Voting in elections in the past used to be done with pen and paper. But over the past decades, countries have switched to electronic voting machines (EVMs). Already from the outset, the use of these machines has been heavily criticised by information security experts, concerned about the possibility of election fraud and the undermining of voting secrecy. But experts also raised a more fundamental concern: it’s next to impossible to scrutinise the internal workings of EVMs, and this, combined with the potential for tampering, could undermine trust in the outcome of elections.
Now, decades later, these concerns turn out to be warranted. The inscrutability of EVMs has provided politicians with an easy target for objecting to the outcome of elections – including in some of the largest democracies in the world, such as India, Brazil and the US. And the truth is: these objections could be well-founded – the nature of EVMs makes it impossible to verify these claims. This, in turn, is already sufficient to affect trust of the public in the outcome of the elections, a deeply problematic development, not only because it affects the legitimacy of ongoing elections, but also because trust takes time to earn while it can be lost rapidly, so trust in future elections is also at stake.
Still, EVMs are not going to go away any time soon. Many countries have adopted EVMs as the primary voting method and others show increasing interest in adopting them. This means that these concerns remain relevant.
One of the perspectives which has not been explored in detail is how these concerns relate to human rights, in particular the right to vote. This is relevant, because it could provide an objective framework for assessing the legality of the use of EVMs in the voting process. This study aims to fill part of that gap, by answering the question whether the use of EVMs is compatible with the right to vote, as recognized by international human rights instruments.

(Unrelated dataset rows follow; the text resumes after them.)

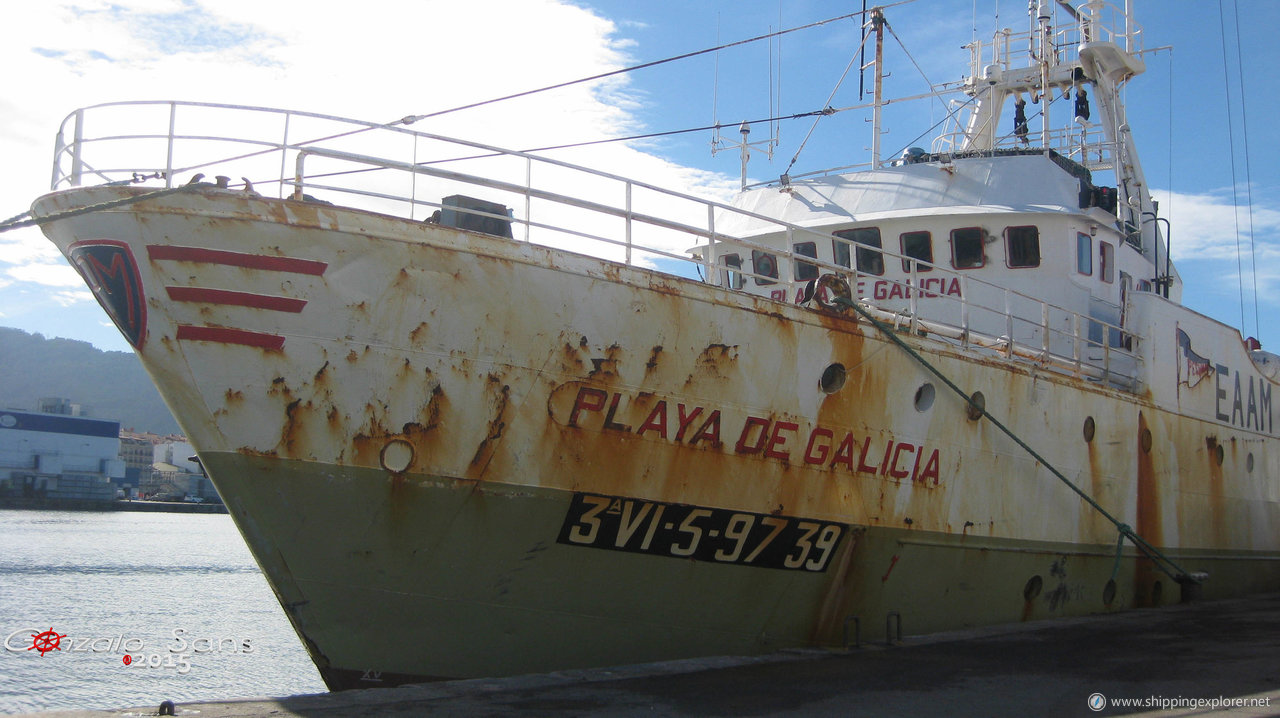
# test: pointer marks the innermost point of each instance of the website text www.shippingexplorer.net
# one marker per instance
(1098, 703)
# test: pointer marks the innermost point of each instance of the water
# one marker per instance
(178, 593)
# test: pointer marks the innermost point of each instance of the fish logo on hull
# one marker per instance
(112, 274)
(1192, 367)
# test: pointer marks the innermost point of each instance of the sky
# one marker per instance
(1200, 131)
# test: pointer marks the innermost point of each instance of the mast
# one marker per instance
(878, 86)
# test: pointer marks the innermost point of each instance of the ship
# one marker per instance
(485, 412)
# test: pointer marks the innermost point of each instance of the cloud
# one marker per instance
(1205, 227)
(48, 275)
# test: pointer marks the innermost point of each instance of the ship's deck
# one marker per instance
(1205, 650)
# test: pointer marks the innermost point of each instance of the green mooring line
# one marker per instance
(1125, 530)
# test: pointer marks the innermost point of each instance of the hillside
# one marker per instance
(106, 384)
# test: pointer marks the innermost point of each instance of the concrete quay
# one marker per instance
(1212, 658)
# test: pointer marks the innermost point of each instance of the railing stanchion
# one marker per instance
(168, 159)
(529, 199)
(77, 147)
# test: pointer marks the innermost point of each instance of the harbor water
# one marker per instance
(109, 609)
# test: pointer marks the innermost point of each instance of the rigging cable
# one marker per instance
(827, 109)
(1230, 142)
(643, 65)
(1248, 174)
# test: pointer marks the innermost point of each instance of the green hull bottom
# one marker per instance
(393, 579)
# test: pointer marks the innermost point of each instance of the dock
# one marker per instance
(1210, 658)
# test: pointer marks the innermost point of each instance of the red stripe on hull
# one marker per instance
(231, 337)
(236, 259)
(234, 298)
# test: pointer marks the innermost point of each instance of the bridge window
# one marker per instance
(766, 266)
(967, 251)
(1106, 261)
(731, 277)
(918, 246)
(1022, 246)
(805, 271)
(1083, 254)
(867, 248)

The scope of this report is limited. It is not about voting via the internet or other kinds of remote voting, not about other human rights aspects in relation to elections, and not about the relationship between EVMs and personal data. We will also not discuss how EVMs provide new ways to present voting options which could favour certain candidates, potentially nudging voters via “dark patterns”. Furthermore, we will not touch on the broad range of information security-related concerns existing with regard to EVMs, instead focusing only on the more fundamental concern that the inscrutability of EVMs affects trust.
One aspect which we will only touch on in passing is the principle that votes must remain secret to everyone except the voter. We discuss the requirement of voting secrecy only in relation to the requirement of transparency, and do not discuss the requirement itself in-depth. Suffice it to say, however, that the requirement of voting secrecy is also recognised in international human rights instruments, as we will see. So our conclusion that EVMs cannot fulfill the requirement of transparency while safeguarding voting secrecy should not be read to mean that voting secrecy must be watered down to allow the introduction of EVMs.
First, we discuss the human rights framework underlying the right to vote, focusing on international human rights instruments and relevant standards. Here, our conclusion is that transparency in elections is a prerequisite to trust in the outcome of elections, and as such it is a core requirement of the right to vote. Then we focus on how EVMs compare to a paper-based election process when it comes to transparency; we conclude there that EVMs have a fundamental problem satisfying this requirement. We then move on to discuss three case studies of the use of EVMs, namely in India, Brazil and the US. These cases demonstrate that the associated lack of transparency has undermined trust in the outcome of elections in those countries. We then close with observations on the role of EVMs in elections, and how the right to vote stands in the way of the use of EVMs.